All news

Duma plans to revise Soviet appraisal of military conflict in Afghanistan

"Time has come to give a fair assessment of the Afghan war which should necessarily be endorsed on a official level," chairman of the Russian Union of Veterans of the Afghan War said

MOSCOW, December 24. /TASS/. The Russian Union of Veterans of the Afghan War (RSV) has suggested that the Russian parliament should revise a resolution, adopted at a Congress of deputies of the former Soviet parliament 25 years ago, which gave its appraisal of the Afghan war as "detrimental to this country both in political and moral aspects."

RSV Chairman Franz Klintsevich has suggested that the Afghan conflict should be given a new, fair assessment at an official level. Klintsevich is a deputy of the State Duma and represents the United Russia faction, which put forward a corresponding initiative. Klintsevich is a member of the Duma Committee on Defense.

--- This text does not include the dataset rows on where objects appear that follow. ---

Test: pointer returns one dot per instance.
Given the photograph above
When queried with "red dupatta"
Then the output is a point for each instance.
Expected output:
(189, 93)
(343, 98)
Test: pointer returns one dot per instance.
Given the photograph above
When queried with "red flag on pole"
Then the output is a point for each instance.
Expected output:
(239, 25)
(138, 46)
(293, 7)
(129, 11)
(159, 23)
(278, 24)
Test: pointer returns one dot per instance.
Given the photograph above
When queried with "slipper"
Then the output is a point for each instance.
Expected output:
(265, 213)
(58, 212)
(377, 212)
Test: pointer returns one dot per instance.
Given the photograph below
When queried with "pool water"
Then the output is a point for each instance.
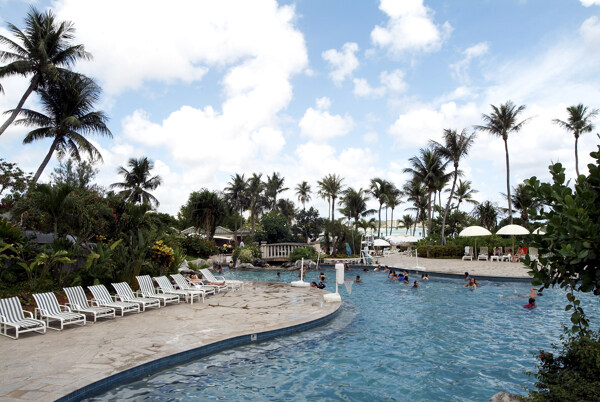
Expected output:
(439, 342)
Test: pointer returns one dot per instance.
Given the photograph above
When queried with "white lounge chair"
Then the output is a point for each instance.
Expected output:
(79, 303)
(232, 284)
(147, 290)
(468, 253)
(49, 309)
(165, 284)
(184, 284)
(104, 299)
(12, 315)
(483, 253)
(126, 294)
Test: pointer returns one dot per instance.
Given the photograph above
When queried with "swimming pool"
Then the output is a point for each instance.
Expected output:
(438, 342)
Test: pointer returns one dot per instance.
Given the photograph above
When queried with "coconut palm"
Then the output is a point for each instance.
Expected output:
(235, 193)
(273, 187)
(67, 117)
(43, 49)
(303, 193)
(579, 122)
(455, 147)
(330, 187)
(501, 122)
(138, 181)
(429, 169)
(464, 192)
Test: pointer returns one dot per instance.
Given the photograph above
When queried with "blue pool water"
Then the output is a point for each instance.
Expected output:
(439, 342)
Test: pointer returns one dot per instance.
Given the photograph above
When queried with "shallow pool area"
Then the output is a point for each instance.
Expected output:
(438, 342)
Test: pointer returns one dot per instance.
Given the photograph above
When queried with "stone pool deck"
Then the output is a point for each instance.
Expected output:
(458, 267)
(47, 367)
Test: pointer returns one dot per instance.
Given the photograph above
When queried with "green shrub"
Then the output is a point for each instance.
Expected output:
(308, 253)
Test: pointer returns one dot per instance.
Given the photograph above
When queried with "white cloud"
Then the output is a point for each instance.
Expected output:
(320, 125)
(343, 63)
(460, 68)
(410, 28)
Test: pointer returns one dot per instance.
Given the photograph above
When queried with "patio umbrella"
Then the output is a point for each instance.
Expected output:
(514, 230)
(473, 231)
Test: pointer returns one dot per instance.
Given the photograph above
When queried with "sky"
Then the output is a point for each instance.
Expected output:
(207, 89)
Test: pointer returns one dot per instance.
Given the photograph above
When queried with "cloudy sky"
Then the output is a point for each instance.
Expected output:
(307, 87)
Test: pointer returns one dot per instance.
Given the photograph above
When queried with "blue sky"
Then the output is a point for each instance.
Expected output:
(307, 88)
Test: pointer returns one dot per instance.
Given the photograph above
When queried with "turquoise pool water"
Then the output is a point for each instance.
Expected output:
(439, 342)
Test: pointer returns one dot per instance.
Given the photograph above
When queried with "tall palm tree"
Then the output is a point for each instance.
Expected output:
(67, 117)
(394, 199)
(303, 193)
(501, 122)
(429, 169)
(42, 50)
(331, 186)
(255, 195)
(455, 147)
(379, 189)
(274, 187)
(464, 192)
(579, 122)
(236, 194)
(138, 181)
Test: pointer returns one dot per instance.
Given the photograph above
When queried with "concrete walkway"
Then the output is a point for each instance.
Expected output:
(46, 367)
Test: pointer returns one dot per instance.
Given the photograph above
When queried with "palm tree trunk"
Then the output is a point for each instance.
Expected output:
(44, 162)
(508, 181)
(17, 110)
(576, 156)
(443, 238)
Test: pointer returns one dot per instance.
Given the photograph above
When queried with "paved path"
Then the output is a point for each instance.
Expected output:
(46, 367)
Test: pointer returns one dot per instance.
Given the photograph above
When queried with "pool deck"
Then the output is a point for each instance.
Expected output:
(475, 268)
(48, 367)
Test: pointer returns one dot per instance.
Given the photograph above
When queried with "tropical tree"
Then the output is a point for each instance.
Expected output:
(429, 169)
(464, 192)
(330, 187)
(235, 193)
(43, 49)
(274, 187)
(138, 182)
(500, 123)
(303, 193)
(579, 122)
(455, 147)
(67, 117)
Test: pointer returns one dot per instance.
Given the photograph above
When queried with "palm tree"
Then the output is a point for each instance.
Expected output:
(579, 122)
(429, 169)
(455, 147)
(303, 193)
(394, 199)
(236, 194)
(501, 122)
(138, 182)
(67, 117)
(464, 192)
(274, 186)
(42, 49)
(331, 186)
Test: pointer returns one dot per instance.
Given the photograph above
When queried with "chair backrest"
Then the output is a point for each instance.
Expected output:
(76, 297)
(47, 302)
(11, 309)
(208, 275)
(181, 281)
(164, 283)
(146, 285)
(124, 290)
(100, 293)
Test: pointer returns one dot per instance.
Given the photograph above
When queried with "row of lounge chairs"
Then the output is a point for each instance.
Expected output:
(13, 317)
(503, 256)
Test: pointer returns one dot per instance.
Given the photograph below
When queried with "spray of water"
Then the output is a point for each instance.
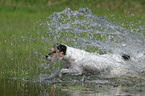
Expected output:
(81, 29)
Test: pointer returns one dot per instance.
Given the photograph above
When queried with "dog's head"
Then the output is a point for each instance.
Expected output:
(57, 52)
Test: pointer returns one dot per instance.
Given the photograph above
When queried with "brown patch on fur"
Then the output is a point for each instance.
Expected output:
(54, 53)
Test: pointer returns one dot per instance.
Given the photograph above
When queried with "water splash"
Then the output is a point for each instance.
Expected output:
(81, 29)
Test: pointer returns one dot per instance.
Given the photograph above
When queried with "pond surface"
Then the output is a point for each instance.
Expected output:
(83, 30)
(72, 87)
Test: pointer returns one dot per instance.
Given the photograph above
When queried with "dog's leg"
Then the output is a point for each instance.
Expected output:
(71, 71)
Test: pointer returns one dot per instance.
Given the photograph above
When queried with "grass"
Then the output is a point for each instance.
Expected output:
(22, 46)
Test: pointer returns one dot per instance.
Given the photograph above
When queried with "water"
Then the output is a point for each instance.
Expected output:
(96, 34)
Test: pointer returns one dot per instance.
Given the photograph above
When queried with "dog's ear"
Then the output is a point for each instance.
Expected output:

"Time has come to give a fair assessment of the Afghan war which should necessarily be endorsed on a official level. This is our sacred duty to all those who perished on the Afghan land," Klintsevich told journalists on Wednesday. The Duma might pass a corresponding resolution to this effect by February 15 timed to coincide with the date when the last Soviet soldier left the Afghan soil in February 1989," the MP said.

The Russian-Afghan war continued from 1979 until 1989. The former Soviet top political structure — the Politbureau of the Communist Party of the Soviet Union, passed a resolution to send Soviet troops to Afghanistan in December 1979. An officially declared purpose of the deployment of the Soviet troops in Afghanistan was "to prevent a threat of foreign military invasion." As a matter of fact, the Soviet troops were dragged into a large-scale military conflict. The withdrawal of the troops from Afghanistan began in May, 1988.

The Soviet Union lost 15,000 servicemen, and 53,000 more servicemen were wounded in the Afghan war.